SOGNARE ALL'AEROPORTO DI COTONOU

Al golfo del Benin stacci attento, per uno che ti scappa ne restan buoni cento.
(Proverbio negriero)

La spiaggia di Grand Popo si trova a soli 25 chilometri dal Togo ed è molto simile a quelle di Ouidah e di Lomè: le stesse palme, la stessa aria polverosa, la stessa sabbia scura, le stesse immense onde bianche. Qui però ci sono degli ombrelloni di paglia, con le sedie a sdraio quasi tutte vuote, e alcuni venditori indigeni o addirittura nigerini; per pranzo mangio un fantastico barracuda con contorno di platano fritto aloko e poi riusciamo a farci cambiare in euro i CFA che ci sono avanzati.
Solo quaranta chilometri di strada asfaltata separano Ouidah da Cotonou, il cuore economico del Benin, ma il tempo di percorrenza è comunque infinito per via del traffico delirante. Un incidente stradale ha causato dei morti, che sono stesi per terra tra i gas di scarico. Auto, minibus, motociclette sono carichi di mercanzie e gente pigiata, in molti casi contro ogni legge della fisica.
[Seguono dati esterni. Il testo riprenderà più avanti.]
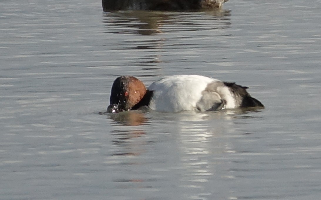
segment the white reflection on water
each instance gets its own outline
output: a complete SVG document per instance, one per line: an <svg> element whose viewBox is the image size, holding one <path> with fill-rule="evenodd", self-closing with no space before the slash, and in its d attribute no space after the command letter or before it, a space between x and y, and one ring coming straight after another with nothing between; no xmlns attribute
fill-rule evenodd
<svg viewBox="0 0 321 200"><path fill-rule="evenodd" d="M230 161L224 157L237 152L229 138L236 137L233 120L241 113L247 115L240 110L108 114L115 122L114 150L105 163L128 172L113 176L115 187L160 192L160 182L168 182L179 192L168 195L181 199L211 197L219 191L229 196L224 187L235 177L229 170Z"/></svg>

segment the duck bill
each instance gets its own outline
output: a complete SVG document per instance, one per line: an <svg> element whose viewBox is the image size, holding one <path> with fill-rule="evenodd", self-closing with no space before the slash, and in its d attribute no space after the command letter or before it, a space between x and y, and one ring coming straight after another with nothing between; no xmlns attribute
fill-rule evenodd
<svg viewBox="0 0 321 200"><path fill-rule="evenodd" d="M121 107L120 105L116 103L111 104L107 107L107 112L114 113L124 111L124 109L121 109Z"/></svg>

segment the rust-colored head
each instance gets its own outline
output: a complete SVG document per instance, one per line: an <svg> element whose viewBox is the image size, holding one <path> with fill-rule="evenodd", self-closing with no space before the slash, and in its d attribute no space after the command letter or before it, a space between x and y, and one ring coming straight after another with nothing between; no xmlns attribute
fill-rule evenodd
<svg viewBox="0 0 321 200"><path fill-rule="evenodd" d="M122 76L116 79L111 88L108 112L129 110L143 99L146 93L144 83L134 76Z"/></svg>

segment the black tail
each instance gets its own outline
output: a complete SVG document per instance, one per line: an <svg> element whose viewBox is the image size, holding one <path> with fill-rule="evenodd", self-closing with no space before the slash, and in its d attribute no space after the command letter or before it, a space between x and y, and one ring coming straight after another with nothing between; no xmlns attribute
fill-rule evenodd
<svg viewBox="0 0 321 200"><path fill-rule="evenodd" d="M241 108L248 108L249 107L264 108L264 106L260 101L255 98L253 98L249 95L243 97L240 107Z"/></svg>

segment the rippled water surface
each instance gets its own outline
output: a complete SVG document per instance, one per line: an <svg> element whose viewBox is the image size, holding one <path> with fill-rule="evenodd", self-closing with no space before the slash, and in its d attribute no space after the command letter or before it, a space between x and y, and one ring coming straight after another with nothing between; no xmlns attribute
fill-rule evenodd
<svg viewBox="0 0 321 200"><path fill-rule="evenodd" d="M0 199L319 199L320 12L0 2ZM180 74L249 86L266 108L98 114L118 76Z"/></svg>

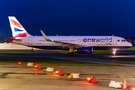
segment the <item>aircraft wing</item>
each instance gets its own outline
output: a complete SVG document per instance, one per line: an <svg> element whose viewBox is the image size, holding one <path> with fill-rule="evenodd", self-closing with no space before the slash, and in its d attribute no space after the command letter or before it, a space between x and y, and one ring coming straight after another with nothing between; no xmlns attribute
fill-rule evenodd
<svg viewBox="0 0 135 90"><path fill-rule="evenodd" d="M64 47L68 47L68 48L80 48L80 47L83 46L83 45L78 45L78 44L74 44L74 43L67 43L67 42L61 42L61 41L51 40L51 39L49 39L46 36L46 34L42 30L40 30L40 32L41 32L42 36L44 37L44 39L46 41L54 42L54 43L59 44L59 45L62 45Z"/></svg>

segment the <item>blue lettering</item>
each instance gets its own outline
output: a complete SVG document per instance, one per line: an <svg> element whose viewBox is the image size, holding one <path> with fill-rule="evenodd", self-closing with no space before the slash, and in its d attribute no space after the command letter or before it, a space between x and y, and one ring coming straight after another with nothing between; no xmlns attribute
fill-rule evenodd
<svg viewBox="0 0 135 90"><path fill-rule="evenodd" d="M83 39L83 42L87 42L87 38L84 38L84 39Z"/></svg>

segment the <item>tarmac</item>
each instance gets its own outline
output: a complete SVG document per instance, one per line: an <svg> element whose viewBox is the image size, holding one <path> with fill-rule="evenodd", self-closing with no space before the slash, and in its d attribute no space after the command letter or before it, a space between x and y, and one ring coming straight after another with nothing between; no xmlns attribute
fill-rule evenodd
<svg viewBox="0 0 135 90"><path fill-rule="evenodd" d="M69 74L80 73L80 79L68 79L68 75L59 76L33 67L19 65L0 66L0 90L114 90L108 85L111 80L135 85L135 67L118 66L57 66ZM45 67L44 67L45 68ZM99 83L89 83L88 76L94 76Z"/></svg>
<svg viewBox="0 0 135 90"><path fill-rule="evenodd" d="M6 48L3 48L8 50L12 44L4 46ZM2 46L0 47L2 48ZM20 45L17 48L24 49ZM26 47L25 49L29 50L30 48ZM51 66L43 66L43 68L46 67ZM52 75L52 73L44 72L43 69L26 65L0 65L0 90L114 90L109 87L110 81L123 82L124 79L127 80L127 85L135 86L134 65L54 66L54 68L64 70L66 75ZM80 79L68 79L70 73L80 73ZM96 77L99 83L87 82L88 76Z"/></svg>

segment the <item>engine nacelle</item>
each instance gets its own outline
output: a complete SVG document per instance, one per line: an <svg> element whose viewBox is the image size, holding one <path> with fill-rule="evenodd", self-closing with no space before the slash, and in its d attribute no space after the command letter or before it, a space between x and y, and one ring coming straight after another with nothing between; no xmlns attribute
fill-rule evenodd
<svg viewBox="0 0 135 90"><path fill-rule="evenodd" d="M81 47L75 50L75 53L79 53L79 54L92 54L93 53L93 47Z"/></svg>

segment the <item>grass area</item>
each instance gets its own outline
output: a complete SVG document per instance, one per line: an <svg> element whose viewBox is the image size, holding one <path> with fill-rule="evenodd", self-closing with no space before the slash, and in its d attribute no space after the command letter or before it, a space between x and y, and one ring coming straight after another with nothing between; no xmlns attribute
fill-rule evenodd
<svg viewBox="0 0 135 90"><path fill-rule="evenodd" d="M114 57L114 58L99 58L99 59L109 59L109 60L121 60L121 61L134 61L135 62L135 58L130 58L130 57Z"/></svg>
<svg viewBox="0 0 135 90"><path fill-rule="evenodd" d="M30 50L0 50L0 54L36 54Z"/></svg>
<svg viewBox="0 0 135 90"><path fill-rule="evenodd" d="M28 62L34 62L41 65L49 66L118 66L115 64L101 64L101 63L89 63L89 62L78 62L70 60L60 60L54 58L45 58L45 57L1 57L1 65L17 64L18 61L22 61L23 64Z"/></svg>

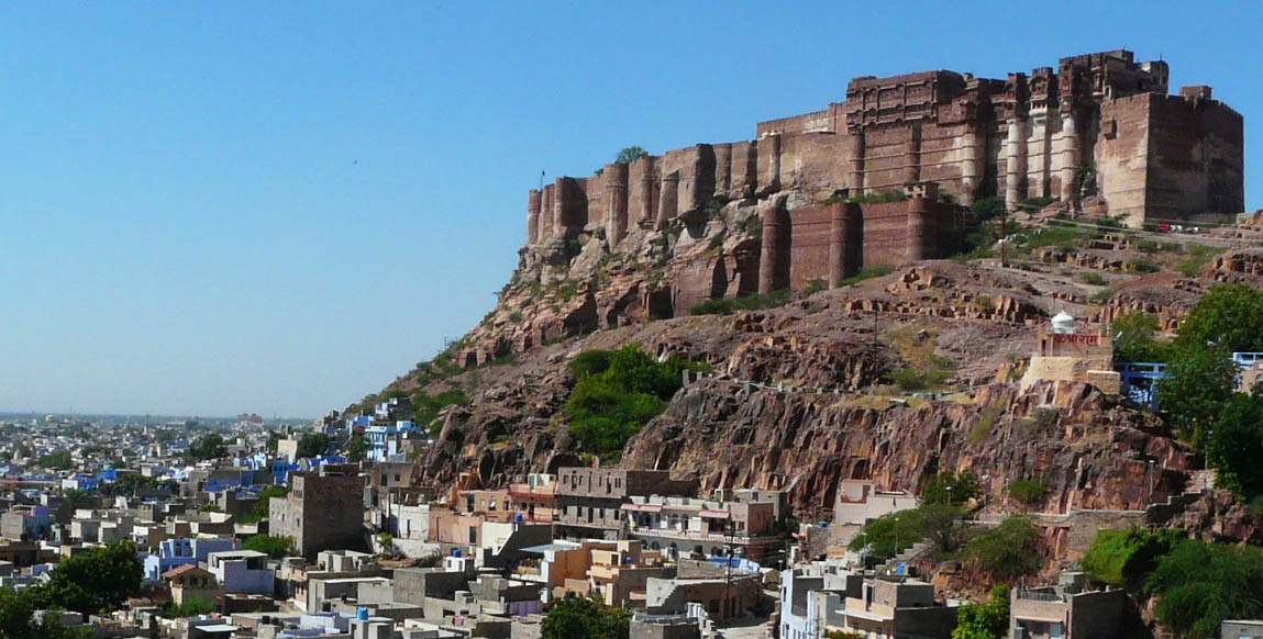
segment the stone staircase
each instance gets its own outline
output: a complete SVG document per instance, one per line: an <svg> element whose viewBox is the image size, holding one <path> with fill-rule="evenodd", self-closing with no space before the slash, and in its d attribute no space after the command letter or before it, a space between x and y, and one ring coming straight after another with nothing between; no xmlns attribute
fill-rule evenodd
<svg viewBox="0 0 1263 639"><path fill-rule="evenodd" d="M1216 474L1214 470L1194 470L1188 473L1188 481L1185 483L1183 493L1171 495L1164 503L1149 504L1144 510L1144 518L1153 524L1162 524L1175 514L1182 512L1188 504L1196 502L1201 495L1215 489Z"/></svg>

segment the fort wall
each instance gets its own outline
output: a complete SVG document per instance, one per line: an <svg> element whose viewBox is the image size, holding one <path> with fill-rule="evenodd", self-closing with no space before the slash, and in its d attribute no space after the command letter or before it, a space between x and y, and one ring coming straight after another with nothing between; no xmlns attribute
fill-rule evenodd
<svg viewBox="0 0 1263 639"><path fill-rule="evenodd" d="M1135 62L1127 50L1067 57L1004 79L951 71L858 77L844 102L759 122L754 140L698 144L606 165L589 178L557 178L528 197L527 242L604 228L616 251L638 228L697 221L693 214L716 199L767 203L792 192L796 203L822 202L922 183L962 205L1047 197L1074 208L1094 188L1109 213L1132 226L1240 212L1240 115L1212 100L1210 87L1167 95L1168 78L1166 63ZM928 226L916 232L941 226L936 204L927 203ZM786 243L786 260L807 260L799 272L827 277L829 258L820 257L830 246L826 213L777 210L774 237L764 243ZM796 231L782 233L782 213L803 222L784 222ZM907 258L917 241L909 245L906 221L901 207L865 208L863 262ZM777 279L760 289L803 281L777 265L760 271Z"/></svg>

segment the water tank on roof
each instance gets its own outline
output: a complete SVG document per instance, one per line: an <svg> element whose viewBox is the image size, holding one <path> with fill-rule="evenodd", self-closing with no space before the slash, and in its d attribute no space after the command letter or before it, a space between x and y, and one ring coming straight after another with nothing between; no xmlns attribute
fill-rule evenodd
<svg viewBox="0 0 1263 639"><path fill-rule="evenodd" d="M1075 331L1075 318L1066 311L1061 311L1052 316L1052 331L1053 333L1074 333Z"/></svg>

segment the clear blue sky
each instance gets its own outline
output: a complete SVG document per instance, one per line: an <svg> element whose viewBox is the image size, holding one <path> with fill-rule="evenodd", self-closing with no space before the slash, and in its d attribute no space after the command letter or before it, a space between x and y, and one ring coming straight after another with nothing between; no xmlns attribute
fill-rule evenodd
<svg viewBox="0 0 1263 639"><path fill-rule="evenodd" d="M0 410L345 406L490 309L541 170L749 139L858 74L1161 54L1245 116L1263 205L1258 3L879 4L6 5Z"/></svg>

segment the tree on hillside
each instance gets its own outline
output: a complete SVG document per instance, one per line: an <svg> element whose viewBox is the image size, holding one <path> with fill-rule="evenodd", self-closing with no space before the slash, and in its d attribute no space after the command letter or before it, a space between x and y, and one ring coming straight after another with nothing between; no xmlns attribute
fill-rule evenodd
<svg viewBox="0 0 1263 639"><path fill-rule="evenodd" d="M1110 323L1114 334L1114 360L1166 362L1167 353L1154 338L1158 316L1142 311L1124 313Z"/></svg>
<svg viewBox="0 0 1263 639"><path fill-rule="evenodd" d="M1158 379L1162 410L1175 422L1176 434L1196 449L1236 388L1236 364L1220 348L1181 348Z"/></svg>
<svg viewBox="0 0 1263 639"><path fill-rule="evenodd" d="M649 155L649 151L645 151L639 146L628 146L619 151L619 155L614 158L614 164L632 164L647 155Z"/></svg>
<svg viewBox="0 0 1263 639"><path fill-rule="evenodd" d="M951 639L1002 639L1009 634L1009 589L995 586L986 604L969 604L956 613Z"/></svg>
<svg viewBox="0 0 1263 639"><path fill-rule="evenodd" d="M659 363L639 344L581 353L571 363L578 383L563 407L571 435L590 452L621 455L628 440L666 408L686 368L698 364L674 357Z"/></svg>
<svg viewBox="0 0 1263 639"><path fill-rule="evenodd" d="M1202 295L1188 311L1176 344L1207 345L1234 352L1263 350L1263 291L1244 284L1221 284Z"/></svg>
<svg viewBox="0 0 1263 639"><path fill-rule="evenodd" d="M567 596L553 601L541 624L543 639L626 639L632 615L591 599Z"/></svg>
<svg viewBox="0 0 1263 639"><path fill-rule="evenodd" d="M1263 494L1263 387L1228 402L1210 430L1206 459L1220 486L1243 498Z"/></svg>
<svg viewBox="0 0 1263 639"><path fill-rule="evenodd" d="M269 508L272 508L272 498L285 497L288 494L289 489L279 484L273 484L259 490L259 500L254 503L254 507L250 508L250 512L241 521L244 523L254 523L268 517Z"/></svg>
<svg viewBox="0 0 1263 639"><path fill-rule="evenodd" d="M1000 526L983 531L965 544L965 557L997 584L1039 572L1039 531L1026 515L1007 517Z"/></svg>
<svg viewBox="0 0 1263 639"><path fill-rule="evenodd" d="M1263 615L1263 551L1185 539L1158 561L1146 589L1177 636L1215 639L1225 619Z"/></svg>

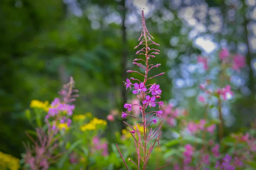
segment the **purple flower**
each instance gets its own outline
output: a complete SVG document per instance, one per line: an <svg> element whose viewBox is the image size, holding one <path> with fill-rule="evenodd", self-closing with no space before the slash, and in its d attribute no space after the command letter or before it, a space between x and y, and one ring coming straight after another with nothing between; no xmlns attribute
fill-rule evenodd
<svg viewBox="0 0 256 170"><path fill-rule="evenodd" d="M160 89L160 86L159 85L153 85L149 88L149 92L151 92L152 95L159 95L161 94L162 91Z"/></svg>
<svg viewBox="0 0 256 170"><path fill-rule="evenodd" d="M162 110L157 111L156 112L156 115L157 115L157 116L161 117L161 115L163 114L163 112Z"/></svg>
<svg viewBox="0 0 256 170"><path fill-rule="evenodd" d="M150 97L149 96L146 96L146 99L143 101L142 103L143 105L146 104L146 107L148 106L149 106L150 107L154 107L156 106L155 103L155 100L156 100L156 98L154 96Z"/></svg>
<svg viewBox="0 0 256 170"><path fill-rule="evenodd" d="M138 83L136 83L134 84L134 88L136 90L134 90L132 91L132 93L134 94L137 94L139 92L140 92L141 94L141 91L145 92L147 91L147 88L144 86L144 83L143 82L141 82L140 83L140 85L138 84Z"/></svg>
<svg viewBox="0 0 256 170"><path fill-rule="evenodd" d="M127 88L128 88L131 89L131 81L128 79L126 79L126 82L125 82L125 85L126 85L125 87L126 88L126 90L127 90Z"/></svg>
<svg viewBox="0 0 256 170"><path fill-rule="evenodd" d="M128 111L129 111L129 112L131 112L131 106L132 105L130 104L125 103L125 105L124 105L124 107L125 108L127 109L127 110L128 110Z"/></svg>
<svg viewBox="0 0 256 170"><path fill-rule="evenodd" d="M157 122L157 121L155 119L153 119L152 121L153 121L153 123L155 125L156 124Z"/></svg>
<svg viewBox="0 0 256 170"><path fill-rule="evenodd" d="M125 119L127 116L128 116L128 114L125 112L122 112L122 114L121 116L122 118L123 119Z"/></svg>

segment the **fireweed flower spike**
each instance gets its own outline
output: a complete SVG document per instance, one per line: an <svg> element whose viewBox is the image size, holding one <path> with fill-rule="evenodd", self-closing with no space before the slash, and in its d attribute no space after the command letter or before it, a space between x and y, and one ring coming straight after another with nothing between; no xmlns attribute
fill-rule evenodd
<svg viewBox="0 0 256 170"><path fill-rule="evenodd" d="M138 118L133 116L137 115L135 114L133 115L128 114L125 112L122 112L121 116L123 119L125 119L127 117L131 117L136 119L140 122L140 123L139 123L138 125L140 126L142 126L143 128L142 130L139 130L138 128L138 126L136 123L135 124L135 126L134 126L129 125L125 122L123 122L125 124L128 126L128 129L131 129L130 130L128 129L128 130L134 138L135 147L138 155L138 162L137 163L130 159L129 159L127 161L135 164L138 170L145 170L146 169L152 169L152 167L150 167L147 166L150 157L150 155L152 153L154 146L156 144L159 144L159 137L161 133L160 130L163 125L163 120L158 123L156 119L151 119L151 118L154 115L156 116L157 117L160 117L161 115L163 113L162 110L157 110L157 108L155 108L157 104L159 105L159 108L164 106L163 102L159 100L160 98L160 95L161 95L162 93L160 86L156 83L146 84L146 83L147 80L153 79L155 77L162 75L164 74L164 73L159 74L151 77L148 77L148 71L151 68L157 68L161 65L160 64L154 65L149 63L149 60L155 58L156 55L159 54L160 51L154 48L154 47L153 46L159 45L159 44L153 41L152 40L154 39L154 38L149 34L148 28L146 27L143 10L142 11L141 14L143 30L141 31L141 35L139 38L139 44L136 46L134 49L141 46L143 46L140 50L138 50L136 52L136 54L138 54L139 56L142 56L143 57L141 58L136 58L134 60L133 64L138 67L142 68L144 71L143 72L140 72L129 70L127 71L127 73L137 73L139 75L142 76L144 79L135 79L131 77L130 79L127 79L126 82L124 82L126 89L128 88L131 89L131 85L134 85L134 90L133 90L132 93L136 95L137 97L140 99L140 100L142 102L143 105L141 106L136 104L125 103L124 105L124 107L127 109L129 112L133 112L132 110L132 107L133 105L137 105L140 109L140 113L142 114L142 118ZM150 48L149 46L150 46ZM134 83L133 82L134 84L132 83L131 80L135 82ZM147 87L148 87L148 89L147 89ZM147 108L154 108L155 109L156 108L157 110L146 112L147 111ZM152 126L149 128L149 126ZM155 129L152 130L153 128ZM137 135L138 138L136 138L135 135ZM116 145L126 168L129 170L125 160L123 157L117 144L116 144ZM160 167L157 170L163 168L169 164L168 164Z"/></svg>

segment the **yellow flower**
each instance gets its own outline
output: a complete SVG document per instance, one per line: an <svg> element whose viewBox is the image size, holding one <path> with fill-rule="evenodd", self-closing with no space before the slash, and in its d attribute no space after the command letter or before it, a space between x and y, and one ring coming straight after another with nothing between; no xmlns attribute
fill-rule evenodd
<svg viewBox="0 0 256 170"><path fill-rule="evenodd" d="M0 170L17 170L20 168L20 160L11 155L0 152Z"/></svg>
<svg viewBox="0 0 256 170"><path fill-rule="evenodd" d="M30 108L43 109L45 111L48 111L49 104L49 102L47 101L43 102L38 100L33 100L30 102Z"/></svg>
<svg viewBox="0 0 256 170"><path fill-rule="evenodd" d="M60 123L58 125L58 127L59 129L64 130L67 130L69 129L67 123Z"/></svg>
<svg viewBox="0 0 256 170"><path fill-rule="evenodd" d="M89 123L80 126L80 130L82 131L85 130L93 130L96 129L97 125L107 125L107 122L105 120L100 119L96 117L94 118Z"/></svg>

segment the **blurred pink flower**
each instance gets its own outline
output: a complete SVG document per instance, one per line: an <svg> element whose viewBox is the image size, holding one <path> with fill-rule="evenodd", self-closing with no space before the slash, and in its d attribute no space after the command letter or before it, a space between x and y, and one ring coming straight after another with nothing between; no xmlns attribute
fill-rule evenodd
<svg viewBox="0 0 256 170"><path fill-rule="evenodd" d="M216 125L215 125L215 124L212 124L207 127L206 129L208 132L211 133L213 133L213 132L214 132L214 130L215 130L215 128Z"/></svg>
<svg viewBox="0 0 256 170"><path fill-rule="evenodd" d="M192 145L187 144L185 145L185 151L183 153L183 156L185 156L184 163L188 164L191 162L192 156L194 153L194 150Z"/></svg>
<svg viewBox="0 0 256 170"><path fill-rule="evenodd" d="M198 130L198 125L193 122L190 122L188 123L187 128L192 134L196 133Z"/></svg>
<svg viewBox="0 0 256 170"><path fill-rule="evenodd" d="M210 158L210 156L208 154L206 154L203 157L203 162L205 164L207 165L209 165L210 164L210 161L209 159Z"/></svg>
<svg viewBox="0 0 256 170"><path fill-rule="evenodd" d="M208 69L208 67L207 62L207 58L203 57L198 56L198 62L200 63L202 63L204 65L204 68L207 70Z"/></svg>
<svg viewBox="0 0 256 170"><path fill-rule="evenodd" d="M230 52L228 49L226 48L222 48L219 54L220 59L221 60L225 59L226 58L228 57L229 56Z"/></svg>
<svg viewBox="0 0 256 170"><path fill-rule="evenodd" d="M109 114L107 116L107 119L110 122L113 122L115 121L115 116L112 114Z"/></svg>
<svg viewBox="0 0 256 170"><path fill-rule="evenodd" d="M131 104L132 105L131 109L133 111L133 113L135 116L140 115L140 106L137 105L140 105L140 101L137 99L134 99L131 100Z"/></svg>
<svg viewBox="0 0 256 170"><path fill-rule="evenodd" d="M216 144L215 146L212 148L211 150L213 153L213 156L215 157L219 157L220 155L219 152L220 145L218 144Z"/></svg>
<svg viewBox="0 0 256 170"><path fill-rule="evenodd" d="M205 103L205 99L204 99L204 96L199 96L198 97L198 100L202 103Z"/></svg>
<svg viewBox="0 0 256 170"><path fill-rule="evenodd" d="M230 85L227 85L226 86L223 88L218 88L217 90L217 93L222 97L223 99L227 100L227 95L229 94L231 96L233 94L233 92L231 91L231 88Z"/></svg>
<svg viewBox="0 0 256 170"><path fill-rule="evenodd" d="M204 119L201 119L199 121L198 125L198 128L199 129L203 130L204 129L204 126L206 123L206 121Z"/></svg>
<svg viewBox="0 0 256 170"><path fill-rule="evenodd" d="M240 54L236 54L233 58L232 68L235 70L239 71L240 69L245 66L245 57Z"/></svg>

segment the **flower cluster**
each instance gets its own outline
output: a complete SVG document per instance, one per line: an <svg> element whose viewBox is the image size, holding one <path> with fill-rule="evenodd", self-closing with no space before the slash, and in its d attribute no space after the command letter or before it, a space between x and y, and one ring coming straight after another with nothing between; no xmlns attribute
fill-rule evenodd
<svg viewBox="0 0 256 170"><path fill-rule="evenodd" d="M38 100L33 100L30 102L30 107L31 108L39 108L43 109L45 111L48 112L49 105L49 102L48 101L43 102Z"/></svg>
<svg viewBox="0 0 256 170"><path fill-rule="evenodd" d="M20 168L19 162L17 158L0 152L0 169L18 170Z"/></svg>
<svg viewBox="0 0 256 170"><path fill-rule="evenodd" d="M73 94L73 92L78 91L73 89L74 84L73 77L70 77L70 82L64 85L63 89L59 92L63 97L63 102L56 98L51 103L45 120L48 124L51 124L54 129L58 127L58 129L66 130L71 125L72 120L69 117L73 114L75 105L68 103L74 101L75 97L79 96L78 94ZM52 122L49 121L49 119Z"/></svg>
<svg viewBox="0 0 256 170"><path fill-rule="evenodd" d="M123 119L125 119L128 116L132 117L141 122L138 125L135 123L136 128L134 128L134 126L131 125L124 121L124 122L131 128L131 130L129 130L129 128L128 129L134 139L136 152L138 155L137 164L135 163L130 159L128 159L128 161L134 164L138 170L140 169L141 166L140 162L143 162L143 165L142 165L142 170L145 170L148 168L147 164L150 157L149 155L152 152L157 142L159 144L159 138L161 135L160 130L163 123L163 121L162 121L154 130L152 130L152 128L148 130L148 128L150 125L155 125L157 122L157 120L154 119L153 116L156 116L158 117L161 117L163 111L154 109L154 110L148 113L146 113L146 111L149 108L153 108L156 107L157 105L158 105L159 108L163 106L163 102L161 101L158 101L161 98L160 95L162 93L162 90L160 88L160 85L156 83L147 84L147 81L156 76L163 75L164 73L162 73L151 77L148 76L149 71L161 65L160 64L157 64L155 65L149 64L149 60L151 58L155 58L155 55L158 54L160 51L155 48L149 47L150 45L159 45L159 44L156 43L153 40L154 38L149 34L146 27L143 10L142 11L142 22L143 29L141 36L139 38L139 41L140 41L139 45L136 46L134 49L140 45L144 45L144 47L136 52L136 54L144 56L145 59L136 58L134 60L134 62L132 63L144 70L145 72L143 73L141 73L137 71L128 70L127 72L138 74L140 75L143 76L144 79L141 81L138 79L131 77L130 79L126 79L125 82L124 82L126 89L128 88L130 88L130 90L131 90L132 88L133 89L132 93L136 95L139 101L135 103L125 104L124 107L127 109L128 112L122 112L121 116ZM132 81L135 81L135 82L133 83ZM142 103L142 105L140 104L141 103ZM135 106L137 106L137 108L138 107L140 109L139 113L138 113L138 110L137 110L137 113L136 113L132 114L130 113L130 112L133 111L133 109ZM142 118L139 118L139 116L140 116L140 114ZM139 126L143 127L142 131L139 130L138 128ZM135 134L137 134L137 139L135 136ZM154 142L151 142L153 140ZM148 147L149 144L150 146ZM127 169L128 170L129 169L117 144L116 146L123 161ZM141 150L143 151L142 153L141 152Z"/></svg>
<svg viewBox="0 0 256 170"><path fill-rule="evenodd" d="M94 130L96 129L98 126L107 125L107 122L105 120L94 118L88 123L84 124L80 127L80 130L84 132L86 130Z"/></svg>
<svg viewBox="0 0 256 170"><path fill-rule="evenodd" d="M206 126L206 121L203 119L200 120L198 123L191 121L189 122L187 126L188 130L192 134L195 134L198 132L200 130L206 130L208 132L212 134L214 131L216 125L215 124Z"/></svg>
<svg viewBox="0 0 256 170"><path fill-rule="evenodd" d="M232 68L237 71L239 71L246 65L244 56L239 54L231 55L228 49L226 48L221 49L219 57L223 64L229 65Z"/></svg>

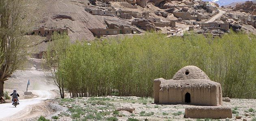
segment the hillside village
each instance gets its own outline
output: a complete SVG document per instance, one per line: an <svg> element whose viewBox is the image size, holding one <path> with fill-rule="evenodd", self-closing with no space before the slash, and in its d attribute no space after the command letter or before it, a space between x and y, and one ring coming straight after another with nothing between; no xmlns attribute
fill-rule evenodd
<svg viewBox="0 0 256 121"><path fill-rule="evenodd" d="M182 35L185 31L213 36L229 33L230 29L256 31L256 5L252 2L226 8L200 0L43 1L46 7L37 8L43 20L27 34L41 37L34 47L36 58L43 58L54 31L65 31L73 42L151 30L168 37Z"/></svg>

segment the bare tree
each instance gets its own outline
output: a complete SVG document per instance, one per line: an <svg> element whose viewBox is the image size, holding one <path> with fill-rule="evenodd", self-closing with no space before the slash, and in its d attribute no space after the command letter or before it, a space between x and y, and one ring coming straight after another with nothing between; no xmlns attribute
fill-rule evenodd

Le moto sono milioni e questa è una delle più grandi novità di questo viaggio in Africa occidentale: le fiumane di gente che procede a piedi si sono assottigliate, sostituite dalle scoppiettanti due ruote cinesi. Mi ha sorpreso molto anche il fatto che − pur avendo percorso minimo 1500 chilometri − mai una volta ci hanno chiesto una tangente a un posto di blocco.
Al ristorante di Cotonou finalmente capisco che il pollo non vale niente e che bisognava ordinare la ben più polposa pintade (faraona), che nella fattispecie ho mangiato con contorno di igname pilè (come chiamano il fufu in Benin). Meglio tardi che mai.
Arriviamo con larghissimo anticipo all'aeroporto di Cotonou. Le sedie della sala d'attesa sono ancora tutte vuote e io mi addormento in una posizione scomodissima. Nel sogno cattolici, protestanti, cristiani celesti, islamici e animisti stanno tutti seduti sotto lo stesso tendone e insieme battono le mani e cantano; poi i ritmi e i riti del Golfo di Guinea diventano balli caraibici e messe cantate nelle chiese del sud degli Stati Uniti, le maracas beninesi vengono usate per uno spettacolo sulla scalinata di Trinidad, a Cuba, e gli stessi vestiti colorati con i lucchetti e le foglie sono indossati da uomini e donne di Bahia. I poliziotti neri delle serie americane non hanno le scarificazioni ma io li riconosco lo stesso, mentre le bambine di Haiti parlano spagnolo ma sono piene di treccine.
Un bambino che piange mi sveglia, i sedili si stanno riempiendo dei pochi passeggeri che sono in procinto di partire, il bocchettone dell'aria mi arriva proprio in testa, esco a fumare l'ultima sigaretta.